Tumgik
#pouted but carried on and gave eddue an evil look
corrodedcoughin · 1 year
Text
Hello, so @metal-dads and @kkpwnall made some truly excellent points of Christmas pun lover Eddie and I’m here to add some nonsense
I'm thinking as soon as it turns to the first of December the campaign turns to 'elf-fire' and all of the party has to create elf-sonas. The whole story is that they have to slay Satan, oops sorry, Santa (‘Did you hear that everyone? sleigh? oh, you did? well, I didn't hear any laughing, so I'll say it again and maybe this time you'll get it. oh, you don't find it funny Gareth? well look who has a life-threatening curse that means they are always at half hp, its Ga-wreath the christmas elf! Shut Up! if you appreciated my comedic genius, you wouldn't be in this mess’)
As the weeks go on he slowly adds and adds to his santa costume but none of the red tones match, the beard is just cotton balls glued to an old tshirt and he's doused his hair in talc to make it white that just ends up coating everything when Eddie starts getting into the game and shaking his head at each roll of the dice.
Each time Eddie makes an atrocious christmas pun, be it at the club or out in the wild, the party laugh too enthusiastically, knowing the vengeance he'll take out on them if he doesn't.

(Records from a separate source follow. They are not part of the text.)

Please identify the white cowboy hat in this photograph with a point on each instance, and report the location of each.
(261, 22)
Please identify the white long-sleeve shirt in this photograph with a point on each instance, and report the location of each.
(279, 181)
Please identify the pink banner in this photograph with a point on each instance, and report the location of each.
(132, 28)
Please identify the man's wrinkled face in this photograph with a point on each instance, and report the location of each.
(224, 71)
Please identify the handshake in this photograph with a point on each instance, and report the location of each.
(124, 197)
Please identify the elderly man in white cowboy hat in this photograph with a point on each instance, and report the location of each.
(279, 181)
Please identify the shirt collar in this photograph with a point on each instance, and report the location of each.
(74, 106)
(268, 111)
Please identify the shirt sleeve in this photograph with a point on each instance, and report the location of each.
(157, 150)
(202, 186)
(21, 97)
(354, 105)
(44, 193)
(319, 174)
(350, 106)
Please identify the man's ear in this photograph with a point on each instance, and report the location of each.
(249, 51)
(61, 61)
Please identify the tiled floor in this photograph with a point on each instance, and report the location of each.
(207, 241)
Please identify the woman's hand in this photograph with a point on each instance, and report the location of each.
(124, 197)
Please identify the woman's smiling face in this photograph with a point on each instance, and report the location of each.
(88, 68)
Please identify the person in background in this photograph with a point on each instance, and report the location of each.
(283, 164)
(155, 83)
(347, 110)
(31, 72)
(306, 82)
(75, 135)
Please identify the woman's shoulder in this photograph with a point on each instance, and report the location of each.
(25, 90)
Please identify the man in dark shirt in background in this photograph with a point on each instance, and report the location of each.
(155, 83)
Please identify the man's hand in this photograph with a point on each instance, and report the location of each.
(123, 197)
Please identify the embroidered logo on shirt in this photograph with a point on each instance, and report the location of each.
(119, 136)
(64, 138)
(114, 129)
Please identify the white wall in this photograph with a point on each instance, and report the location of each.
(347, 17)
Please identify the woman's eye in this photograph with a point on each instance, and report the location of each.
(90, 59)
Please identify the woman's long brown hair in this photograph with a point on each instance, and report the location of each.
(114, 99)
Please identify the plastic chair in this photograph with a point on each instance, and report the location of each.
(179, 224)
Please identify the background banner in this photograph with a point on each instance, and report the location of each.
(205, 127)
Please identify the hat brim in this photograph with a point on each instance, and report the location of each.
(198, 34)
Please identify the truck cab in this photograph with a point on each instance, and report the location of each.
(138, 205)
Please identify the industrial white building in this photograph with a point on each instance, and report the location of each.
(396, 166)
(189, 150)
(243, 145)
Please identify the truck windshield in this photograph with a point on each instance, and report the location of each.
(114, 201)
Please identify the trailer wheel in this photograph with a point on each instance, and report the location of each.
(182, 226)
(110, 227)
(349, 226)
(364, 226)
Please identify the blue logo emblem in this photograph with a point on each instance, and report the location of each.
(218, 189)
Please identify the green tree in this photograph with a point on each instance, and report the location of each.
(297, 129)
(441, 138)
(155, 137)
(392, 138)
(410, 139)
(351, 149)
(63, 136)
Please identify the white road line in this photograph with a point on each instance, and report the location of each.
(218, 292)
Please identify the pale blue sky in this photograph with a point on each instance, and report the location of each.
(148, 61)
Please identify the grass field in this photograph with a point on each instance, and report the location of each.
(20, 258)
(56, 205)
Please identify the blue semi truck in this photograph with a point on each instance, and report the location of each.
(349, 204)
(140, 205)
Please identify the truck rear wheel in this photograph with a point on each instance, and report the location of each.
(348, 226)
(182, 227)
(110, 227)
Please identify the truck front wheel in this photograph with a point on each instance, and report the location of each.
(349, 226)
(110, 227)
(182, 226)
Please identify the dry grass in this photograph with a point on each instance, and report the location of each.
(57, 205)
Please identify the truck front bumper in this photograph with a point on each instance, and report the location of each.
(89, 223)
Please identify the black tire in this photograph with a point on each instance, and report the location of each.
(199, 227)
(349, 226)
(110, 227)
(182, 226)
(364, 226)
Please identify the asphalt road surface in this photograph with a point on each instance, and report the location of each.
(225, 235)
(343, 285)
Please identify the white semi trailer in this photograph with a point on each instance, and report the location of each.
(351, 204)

Then on the final night, Steve comes to pick the kids up but he's early and outside is freezing so he takes himself inside to sit in on the last part of the campaign. Eddie makes yet another terrible play on festive words and all of 'elf-fire' laugh too loud and too long. When they stop Steve just looks up and states quite plainly and unbothered
'dude, that was shit'
The party go silent, but then they realise, Steve doesn't have a character, he isn't at risk in this situation. They all cheer much to Steve's confusion and Eddie whips his head around, feeling brave in his dungeon master persona. Stares Steve down and mischeviously smiles 'hmm don't like my puns? maybe you should find a way to shut me up then'
and Steve? Steve didn't get his reputation for nothing, sure his heart is beating like a hummingbird, and he feels lightheaded and the thought off what Eddie is proposing but he doesn't let it show, not yet, not when he doesn't know if Eddie is serious
'oh no santa is mad at me, have I been bad?' with a roll of his eyes and smirk of his own.
Eddie turns immediately back to the party face as red as his Santa hat and ploughs back into the game, maybe not so focused as he had been before. The campaign is successful, absolutely annihilating Santa/satan as Eddie dramatically re-enacts the death (‘and to all a good fright ho..ho…ho…AND SCENE’)
If Steve hangs back after the kids file out and gets back to the car with a bashful smile and white powder suspiciously similar to the talc in Eddies hair on his face and clothes well, that's Dustin's mystery to solve. And he will, have no doubts about it.